- Education: University of Maryland (BS); University at Albany, SUNY (PhD);
- Awards: Received Society for Biomolecular Sciences (SBS) Accomplishment Award (2007);
- Scientific career
- Workplaces: University of Pittsburgh
- Website: www.researchgate.net/profile/D_Taylor5;

= D. Lansing Taylor =

American biologist

D. Lansing Taylor is the Director at the University of Pittsburgh Drug Discovery Institute (UPDDI), Pennsylvania and a faculty member in the Department of Computational and Systems Biology.

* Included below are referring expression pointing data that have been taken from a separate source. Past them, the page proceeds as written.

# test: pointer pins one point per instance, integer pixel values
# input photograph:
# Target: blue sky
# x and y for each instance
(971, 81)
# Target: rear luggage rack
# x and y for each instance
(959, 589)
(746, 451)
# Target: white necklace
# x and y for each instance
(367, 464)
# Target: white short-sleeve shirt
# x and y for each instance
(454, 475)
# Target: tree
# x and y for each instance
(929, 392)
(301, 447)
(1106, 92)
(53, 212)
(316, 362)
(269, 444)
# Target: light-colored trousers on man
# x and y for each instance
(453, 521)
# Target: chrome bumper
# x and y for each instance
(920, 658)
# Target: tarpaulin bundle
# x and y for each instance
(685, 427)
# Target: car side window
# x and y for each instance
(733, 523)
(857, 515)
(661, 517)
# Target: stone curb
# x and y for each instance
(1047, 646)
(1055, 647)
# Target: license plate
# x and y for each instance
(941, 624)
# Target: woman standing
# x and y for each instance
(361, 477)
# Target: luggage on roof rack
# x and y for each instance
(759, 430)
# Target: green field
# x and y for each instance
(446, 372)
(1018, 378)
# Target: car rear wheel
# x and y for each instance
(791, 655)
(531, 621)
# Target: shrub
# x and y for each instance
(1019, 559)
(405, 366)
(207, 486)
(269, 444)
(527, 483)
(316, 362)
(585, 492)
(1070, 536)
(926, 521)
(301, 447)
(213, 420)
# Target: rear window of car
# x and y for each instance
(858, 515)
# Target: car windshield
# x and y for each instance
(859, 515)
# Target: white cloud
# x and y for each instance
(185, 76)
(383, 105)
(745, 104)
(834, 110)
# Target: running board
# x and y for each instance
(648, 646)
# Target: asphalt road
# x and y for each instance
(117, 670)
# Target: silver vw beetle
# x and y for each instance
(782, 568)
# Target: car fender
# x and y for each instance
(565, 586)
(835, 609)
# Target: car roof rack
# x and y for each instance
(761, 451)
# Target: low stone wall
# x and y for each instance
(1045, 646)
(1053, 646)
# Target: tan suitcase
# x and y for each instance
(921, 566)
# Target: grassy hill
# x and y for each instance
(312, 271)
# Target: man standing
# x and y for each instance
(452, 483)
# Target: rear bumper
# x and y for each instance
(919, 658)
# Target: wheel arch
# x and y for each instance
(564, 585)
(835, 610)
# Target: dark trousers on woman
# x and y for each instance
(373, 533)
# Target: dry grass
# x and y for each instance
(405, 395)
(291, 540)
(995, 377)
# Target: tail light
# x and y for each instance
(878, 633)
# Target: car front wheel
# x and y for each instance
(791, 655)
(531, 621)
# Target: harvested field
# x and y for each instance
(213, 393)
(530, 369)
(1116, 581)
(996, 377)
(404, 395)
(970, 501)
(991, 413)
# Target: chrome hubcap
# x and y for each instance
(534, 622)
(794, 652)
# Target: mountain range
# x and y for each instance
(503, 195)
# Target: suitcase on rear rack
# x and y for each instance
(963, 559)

==Early life and education==
Lansing Taylor was born in Baltimore, Maryland. He received his B.S. in zoology from the University of Maryland, followed by his Ph.D. in the field of cell biology from the State University of New York at Albany. He spent a postdoctoral fellowship at the Marine Biological Laboratory (MBL) in Woods Hole in the field of cellular biophysics.

==Research and career==
Lansing Taylor originally did research on the cellular and molecular mechanisms of Amoeboid movements at Harvard University as an assistant and associate professor. He moved to Carnegie Mellon University (CMU) as a professor to direct the Center for Fluorescence Research where he led the program to develop fluorescence-based biosensors of cellular physiology and light microscope imaging systems for various applications in basic biomedical research. During this time he co-founded Biological Detection Systems to commercialize fluorescence-based reagents and research imaging platforms, later purchased by Amersham, now GE Life Sciences. Lans left CMU to found Cellomics and created High Content Screening (HCS) for large-scale phenotypic screening for drug discovery and development which later became part of ThermoFisher. Cellumen was the next company founded by Lans to apply systems cell biology to both drug safety testing (now part of Cyprotex) and cancer diagnostics. The cancer diagnostics unit was spun off as Cernostics and they created a test for Barrett's Esophagus. He returned to academia as the Director of the UPDDI. His current research interests include the development and application of human microphysiology systems as more advanced experimental models for drug discovery and development, the application of quantitative systems pharmacology (QSP) for a new paradigm in drug discovery and computational and systems pathology to predict therapeutic strategies for a variety of diseases. He is the co-founder and Chairman of SpIntellx, a computational and systems pathology company with focus on spatial analytics and explainable AI (xAI).

==Awards and honors==
D. Lansing Taylor received the Society for Biomolecular Sciences (SBS) Accomplishment Award for the development of High-Content Screening (HCS). His additional awards include the Smithsonian Award for developing live cell imaging technologies and the Mack Fulwyler Award from the International Society for Advancement of Cytometry (ISAC) for outstanding contributions to the field of cytometry. Lans is a Fellow of the American Institute for Medical and Biomedical Engineering. Honors include receiving the National Science Foundation Pioneer Award for recognition of the vision, leadership and entrepreneurial spirit for the Science and Technology Centers and the Ernst & Young Entrepreneur of the Year in Pennsylvania for Cellomics.

==Grants==

- D. Lansing Taylor research on Human Microphysiology Systems Disease Model of Type 2 Diabetes Starting with Liver and pancreatic Islets was funded by the National Institute of Health (NIH) agency and the project started on 20 September 2018 and it will end on 31 July 2023.
- D. Lansing Taylor research on Harnessing human brain and liver microphysiological systems for testing therapeutics for metastatic melanoma was funded by the National Institute of Health (NIH) agency and the project started on 1 August 2018 and it will end on 31 July 2023.
- D. Lansing Taylor research on Applying a Human Liver Microphysiology System to Develop Therapeutic Strategies for Non-Alcoholic Fatty Liver Disease (NAFLD) was funded by the National Institute of Health (NIH) agency and the project started on 1 August 2018 and it will end on 30 April 2022.

==Patents==
Dr. Taylor has obtained more than 29 patents for his inventions. His patents include;
- Standing wave luminescence microscopy, (1986).
- System for Cell-based screening, (1999).
- Field synthesis and optical subsectioning for standing wave microscopy, (2000).
- Miniaturized cell array methods and apparatus for cell-based screening, (2000).
- Method for automated tissue analysis, (2012).